McClellan claims his engine cut off right before the crash.
The Florida Highway Patrol contends McClellan was going more than 100 miles an hour and did not have his lights and sirens on, per department policy.
A state hearing officer is now recommending McClellan get his job back. He says that mechanical failure was an "extraordinary circumstance" beyond McClellan's control.
"Unfortunately the mechanical problems that plagued that car and were well documented ... a mechanical malfunction happened with the vehicle right as he was entering the curve at a high rate of speed. I mean it was literally just a tragic set of circumstances," said McClellan's attorney Stephen Webster.
The hearing officer recommends the trooper be suspended for 30 days. The full Public Employee Relations Commission will have the final say.

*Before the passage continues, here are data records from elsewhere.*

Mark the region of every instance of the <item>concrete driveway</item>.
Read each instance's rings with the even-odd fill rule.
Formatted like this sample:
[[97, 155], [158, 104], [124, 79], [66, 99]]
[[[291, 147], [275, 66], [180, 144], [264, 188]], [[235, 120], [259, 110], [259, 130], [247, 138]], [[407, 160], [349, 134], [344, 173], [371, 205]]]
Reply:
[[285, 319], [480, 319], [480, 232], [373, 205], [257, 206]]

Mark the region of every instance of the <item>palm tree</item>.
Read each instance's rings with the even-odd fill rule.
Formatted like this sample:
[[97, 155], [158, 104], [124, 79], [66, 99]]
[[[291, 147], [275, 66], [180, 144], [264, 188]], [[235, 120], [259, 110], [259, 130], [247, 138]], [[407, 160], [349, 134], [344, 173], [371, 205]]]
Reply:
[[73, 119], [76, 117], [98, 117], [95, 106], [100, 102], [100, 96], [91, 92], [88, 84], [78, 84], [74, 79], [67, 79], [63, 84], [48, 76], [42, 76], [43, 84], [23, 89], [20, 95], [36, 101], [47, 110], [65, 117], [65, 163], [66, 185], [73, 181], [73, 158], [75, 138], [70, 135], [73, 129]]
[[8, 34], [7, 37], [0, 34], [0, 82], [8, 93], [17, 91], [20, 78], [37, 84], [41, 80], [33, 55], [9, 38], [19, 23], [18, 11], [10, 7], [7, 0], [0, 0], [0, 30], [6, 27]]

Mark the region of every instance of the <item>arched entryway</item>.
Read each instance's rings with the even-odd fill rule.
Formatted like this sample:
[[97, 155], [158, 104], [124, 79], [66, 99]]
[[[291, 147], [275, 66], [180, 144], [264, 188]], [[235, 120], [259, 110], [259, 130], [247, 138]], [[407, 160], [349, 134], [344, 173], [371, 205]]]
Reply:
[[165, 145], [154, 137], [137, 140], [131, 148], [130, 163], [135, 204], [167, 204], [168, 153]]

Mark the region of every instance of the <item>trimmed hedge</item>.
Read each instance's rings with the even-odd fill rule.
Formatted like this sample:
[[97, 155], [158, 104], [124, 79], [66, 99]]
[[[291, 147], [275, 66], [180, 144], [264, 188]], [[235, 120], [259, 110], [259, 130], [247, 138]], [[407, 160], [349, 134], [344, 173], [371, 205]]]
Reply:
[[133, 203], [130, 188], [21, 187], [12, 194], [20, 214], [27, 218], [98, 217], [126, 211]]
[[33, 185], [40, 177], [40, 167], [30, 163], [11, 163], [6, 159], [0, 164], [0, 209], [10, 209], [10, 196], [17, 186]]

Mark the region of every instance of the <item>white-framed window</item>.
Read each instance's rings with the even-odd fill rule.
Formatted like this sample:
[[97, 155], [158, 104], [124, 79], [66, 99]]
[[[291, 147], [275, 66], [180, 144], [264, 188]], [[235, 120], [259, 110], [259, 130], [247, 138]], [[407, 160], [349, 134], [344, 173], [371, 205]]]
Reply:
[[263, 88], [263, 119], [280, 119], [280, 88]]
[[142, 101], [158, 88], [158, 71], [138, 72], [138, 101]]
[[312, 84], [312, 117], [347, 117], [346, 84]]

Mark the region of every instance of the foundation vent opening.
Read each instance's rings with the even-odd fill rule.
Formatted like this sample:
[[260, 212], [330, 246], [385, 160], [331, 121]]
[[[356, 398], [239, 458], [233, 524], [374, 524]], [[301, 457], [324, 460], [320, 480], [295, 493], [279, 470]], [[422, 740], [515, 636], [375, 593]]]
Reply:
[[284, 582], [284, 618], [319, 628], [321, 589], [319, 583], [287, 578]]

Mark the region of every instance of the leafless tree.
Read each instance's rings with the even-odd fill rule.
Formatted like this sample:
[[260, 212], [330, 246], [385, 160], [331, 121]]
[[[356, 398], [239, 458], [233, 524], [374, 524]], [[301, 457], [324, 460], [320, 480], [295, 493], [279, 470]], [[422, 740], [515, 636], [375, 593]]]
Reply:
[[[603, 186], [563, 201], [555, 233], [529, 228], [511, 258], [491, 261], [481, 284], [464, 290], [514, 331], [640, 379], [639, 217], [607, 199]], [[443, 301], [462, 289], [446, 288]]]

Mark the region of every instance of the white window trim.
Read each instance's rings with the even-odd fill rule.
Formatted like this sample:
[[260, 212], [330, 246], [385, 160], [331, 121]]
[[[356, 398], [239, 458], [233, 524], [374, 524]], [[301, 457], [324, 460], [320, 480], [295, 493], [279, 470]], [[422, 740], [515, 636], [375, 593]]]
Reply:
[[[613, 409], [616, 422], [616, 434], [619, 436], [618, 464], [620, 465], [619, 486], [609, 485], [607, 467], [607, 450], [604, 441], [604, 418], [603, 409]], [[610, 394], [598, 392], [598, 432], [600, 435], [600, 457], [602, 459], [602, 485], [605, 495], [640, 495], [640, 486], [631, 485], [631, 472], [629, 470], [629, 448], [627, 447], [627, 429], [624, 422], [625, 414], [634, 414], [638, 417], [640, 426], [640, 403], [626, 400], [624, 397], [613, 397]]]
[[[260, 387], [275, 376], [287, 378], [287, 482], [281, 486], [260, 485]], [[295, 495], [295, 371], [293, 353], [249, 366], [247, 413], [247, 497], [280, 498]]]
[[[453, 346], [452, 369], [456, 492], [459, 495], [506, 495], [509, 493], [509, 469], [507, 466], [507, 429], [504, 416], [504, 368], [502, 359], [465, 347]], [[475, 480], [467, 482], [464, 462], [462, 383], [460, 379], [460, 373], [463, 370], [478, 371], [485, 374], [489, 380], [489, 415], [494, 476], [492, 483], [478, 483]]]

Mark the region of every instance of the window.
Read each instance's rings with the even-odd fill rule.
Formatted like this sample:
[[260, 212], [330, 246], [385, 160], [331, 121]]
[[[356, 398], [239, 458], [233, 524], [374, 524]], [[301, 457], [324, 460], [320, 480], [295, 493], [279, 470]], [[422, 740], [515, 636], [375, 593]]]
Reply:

FHP intends to fight McClellan's reinstatement. A spokeswoman for the Department of Highway Safety and Motor Vehicles said "We hold our troopers to a higher standard of integrity and behavior" and "We continue to believe in our disciplinary actions."
We'll keep you posted on PERC's final decision. That's expected within 90 days.
By: Andy Alcock
May 29, 2013
Gadsden County, FL - A former Florida Highway Patrol Trooper involved in a fatal accident is trying to get his job back.
The crash took place on February 10th, 2012 on County Road 268 in Gadsden County.
Detrick McClellan was responding to a call about someone throwing rocks from an overpass onto the interstate.
He lost control of his vehicle on a curve and crashed into an oncoming car.
Michele Campbell, a passenger in that car, was killed.
FHP determined McClellan was at fault and fired him.
The former trooper finished pleading his case to get his job back before a hearing officer Wednesday morning.
"It was a tragic accident my client lives with every day," said Stephen Webster, McClellan's attorney.
It also cost Detrick McClellan his job as a Florida Highway Patrol Trooper.
He made his case to get his job back to the Florida Public Employee Relations Commission.
McCllellan says the check engine light came on right before the crash and his engine surged.
He claims FHP knew the vehicle needed repairs but didn't make them.
FHP claims McClellan was going 102 miles per hour with his lights off and the vehicle didn't need repairs.
McClellan claims he was driving 88 with his emergency lights on.
Additionally, another FHP Trooper who arrived at the crash site testified McClellan's lights were on, he videotaped them on and put the video on FHP's computer.
But the video hasn't been found.
"The only way that video could be deleted is with somebody with the agency headquarters who has administrative rights and the agency is continuing to maintain that the video does not exist," said Webster.
McClellan also claims other troopers involved in similar wrecks didn't lose their jobs.
"None of what was presented presents someone who was similarly situated as Trooper McClellan," said FHP Attorney Khai Patterson.
Patterson told Hearing Officer Joey Rix she'll back up that claim by submitting case law in post-hearing documents.
After the hearing McClellan says Patterson told him whatever happens, it's God's will.
A final decision about whether McClellan will get his job back or not is expected in about a month.